En six mois, marchés, galeries et commerces ont été réduits en cendres, emportant avec eux des économies et des espoirs de milliers de Burundais. Alors que les flammes s’enchaînent, la prévention, elle, semble toujours absente. Qu’un incendie survienne, c’est un accident ; rester passif face au risque du prochain sinistre, c’est de l’inconscience.
Il y a, en effet, de quoi s’interroger face à l’ampleur des épreuves. En quelques mois, plusieurs lieux concentrant une importante activité commerciale et constituant le gagne-pain de milliers de citoyens sont partis en fumée. Ce 25 août 2026, c’est le marché de Kinindo, situé sur l’avenue du Large, qui a été ravagé par les flammes. Quatre jours plus tôt, les galeries Ndayizamba et Le Parisien, au centre-ville de Bujumbura, avaient connu le même sort. L’origine de l’incendie reste inconnue, même si le vice-président de la République, Prospère Bazombanza, a évoqué l’hypothèse d’un fer à repasser à charbon. Il s’était rendu sur place pour constater les dégâts et apporter un message de compassion aux sinistrés.
Derrière ces incendies à répétition, une même question demeure. Que fait l’État pour contenir les risques du prochain incendie ?
Un commerce, deux incendies, une vie ruinée
« Quand le marché central a brûlé, j’ai perdu presque tous mes biens. Je me suis endetté pour refaire ma vie ici, à la galerie Le Parisien, et voilà que le feu me rattrape une fois de plus », confie un commerçant, les yeux rougis par les larmes et la fumée. Son témoignage est celui de nombreux commerçants burundais qui, pour la deuxième, voire la troisième fois, voient leur activité réduite en cendres. En quelques mois, plusieurs sites commerciaux ont été frappés par des incendies : le marché de Kinama en avril, celui de Cibitoke en mai, l’atelier de menuiserie de Jabe en juin, le marché de Ngozi en juillet, puis les galeries Ndayizamba, Le Parisien et le marché de Kinindo en août.
Pour ces victimes, il ne s’agit pas seulement de perdre des marchandises. Ce sont des années d’épargne, des investissements, des emplois et parfois toute une vie qui disparaissent en quelques heures. Face à cette succession de sinistres, une autre question s’impose : combien de temps encore les Burundais devront-ils attendre avant que de véritables mécanismes fonctionnels de prévention soient mis sur pied ?
La résilience ne peut pas remplacer la prévention
Le plus préoccupant est peut-être cette tendance à transférer progressivement la responsabilité vers les citoyens. Lorsque les normes de construction ne sont pas respectées, lorsque les accès aux marchés ne permettent pas aux secours d’intervenir rapidement, lorsque les installations électriques sont vétustes ou insuffisamment contrôlées, il ne suffit pas de demander aux commerçants d’être « résilients ». La résilience ne peut pas remplacer la prévention.
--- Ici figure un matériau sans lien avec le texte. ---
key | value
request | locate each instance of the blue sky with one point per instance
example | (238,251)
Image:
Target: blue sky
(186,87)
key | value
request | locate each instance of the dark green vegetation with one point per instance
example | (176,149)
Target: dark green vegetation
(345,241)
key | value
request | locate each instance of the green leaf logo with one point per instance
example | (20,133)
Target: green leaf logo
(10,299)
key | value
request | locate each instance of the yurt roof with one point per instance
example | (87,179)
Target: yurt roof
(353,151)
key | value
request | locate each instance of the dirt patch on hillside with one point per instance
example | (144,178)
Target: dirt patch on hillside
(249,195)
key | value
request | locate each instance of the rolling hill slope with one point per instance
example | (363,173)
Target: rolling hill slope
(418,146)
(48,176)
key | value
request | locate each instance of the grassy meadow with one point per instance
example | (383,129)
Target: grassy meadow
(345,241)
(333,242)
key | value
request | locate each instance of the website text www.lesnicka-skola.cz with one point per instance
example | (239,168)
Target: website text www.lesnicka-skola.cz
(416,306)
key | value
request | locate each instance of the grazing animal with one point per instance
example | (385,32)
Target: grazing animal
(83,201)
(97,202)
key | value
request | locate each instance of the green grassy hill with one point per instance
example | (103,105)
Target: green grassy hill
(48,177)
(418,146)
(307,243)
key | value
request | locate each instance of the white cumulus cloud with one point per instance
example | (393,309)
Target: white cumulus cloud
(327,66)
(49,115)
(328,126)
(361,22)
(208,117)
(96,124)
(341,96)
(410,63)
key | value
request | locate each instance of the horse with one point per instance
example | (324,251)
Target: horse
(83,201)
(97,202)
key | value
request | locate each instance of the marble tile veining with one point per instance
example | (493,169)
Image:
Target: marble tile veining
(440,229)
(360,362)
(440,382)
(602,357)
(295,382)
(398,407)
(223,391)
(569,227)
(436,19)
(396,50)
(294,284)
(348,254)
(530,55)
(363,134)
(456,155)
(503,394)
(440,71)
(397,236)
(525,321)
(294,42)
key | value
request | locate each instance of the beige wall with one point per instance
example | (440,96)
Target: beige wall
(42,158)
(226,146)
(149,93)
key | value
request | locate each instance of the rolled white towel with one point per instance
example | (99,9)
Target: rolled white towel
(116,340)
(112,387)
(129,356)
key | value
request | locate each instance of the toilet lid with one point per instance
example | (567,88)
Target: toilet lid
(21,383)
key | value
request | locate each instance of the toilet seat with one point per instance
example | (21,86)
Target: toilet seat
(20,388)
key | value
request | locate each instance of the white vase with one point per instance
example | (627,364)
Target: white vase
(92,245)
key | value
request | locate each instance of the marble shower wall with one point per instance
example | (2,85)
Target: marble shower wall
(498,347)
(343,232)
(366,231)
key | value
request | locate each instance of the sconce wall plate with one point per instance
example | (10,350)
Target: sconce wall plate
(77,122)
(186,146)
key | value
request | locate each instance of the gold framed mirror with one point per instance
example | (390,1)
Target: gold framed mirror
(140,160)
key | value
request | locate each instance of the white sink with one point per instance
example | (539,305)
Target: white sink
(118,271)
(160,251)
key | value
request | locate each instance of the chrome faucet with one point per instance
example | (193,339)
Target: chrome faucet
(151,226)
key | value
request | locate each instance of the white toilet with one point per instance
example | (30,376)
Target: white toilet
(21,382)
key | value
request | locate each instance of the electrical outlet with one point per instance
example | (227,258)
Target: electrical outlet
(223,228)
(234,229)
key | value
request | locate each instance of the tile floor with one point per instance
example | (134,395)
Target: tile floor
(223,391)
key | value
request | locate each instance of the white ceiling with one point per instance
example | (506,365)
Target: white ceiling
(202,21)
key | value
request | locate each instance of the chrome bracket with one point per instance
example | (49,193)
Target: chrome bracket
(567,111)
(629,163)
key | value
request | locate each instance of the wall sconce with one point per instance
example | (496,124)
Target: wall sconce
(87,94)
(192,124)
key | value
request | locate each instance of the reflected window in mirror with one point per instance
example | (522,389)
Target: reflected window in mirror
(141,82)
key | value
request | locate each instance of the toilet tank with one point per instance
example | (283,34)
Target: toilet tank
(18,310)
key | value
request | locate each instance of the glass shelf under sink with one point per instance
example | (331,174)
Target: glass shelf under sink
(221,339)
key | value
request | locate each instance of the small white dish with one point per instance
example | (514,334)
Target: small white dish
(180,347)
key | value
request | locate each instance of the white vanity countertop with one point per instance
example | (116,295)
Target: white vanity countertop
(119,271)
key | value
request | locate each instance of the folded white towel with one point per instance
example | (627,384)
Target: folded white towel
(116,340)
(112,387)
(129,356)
En 2013, après l’incendie du marché central de Bujumbura, l’ancien ministre de l’Intérieur Édouard Nduwimana avait présenté le sinistre comme une occasion permettant au Burundi de se doter d’un marché plus moderne. Quatorze ans plus tard, ce marché moderne reste toujours attendu. Entre-temps, les incendies ont continué à frapper des marchés, des galeries commerciales, des bars, des habitations, des prisons et même des installations militaires. Ce qui devrait rester un risque exceptionnel et assurable tend ainsi à devenir une menace récurrente.
Derrière chaque incendie, il n’y a pas seulement des cendres
Le problème n’est donc pas seulement celui des flammes. Il est aussi celui de la prévention, de la transparence et de la responsabilité publique.
Le Burundi n’a pas besoin de prophéties annonçant de futurs marchés modernes, ni de discours demandant aux populations déjà appauvries de financer elles-mêmes les moyens de leur protection. Il a besoin d’enquêtes sérieuses et transparentes, de normes de construction effectivement appliquées, de contrôles réguliers des installations électriques, d’accès adaptés aux services de secours et d’une véritable politique nationale de prévention des incendies. Chaque incendie détruit bien plus que des bâtiments et des marchandises. Il détruit des années de travail, des projets familiaux et l’espoir de milliers de personnes. Le plus inquiétant est qu’après chaque sinistre, la question n’est presque plus : « Pourquoi cela s’est-il produit ? », ni même : « Comment éviter que cela se reproduise ? » Elle devient simplement : « Quel sera le prochain endroit sur la liste ? » À force d’être répétée sans résultats visibles, cette formule finit par sonner comme un aveu d’impuissance.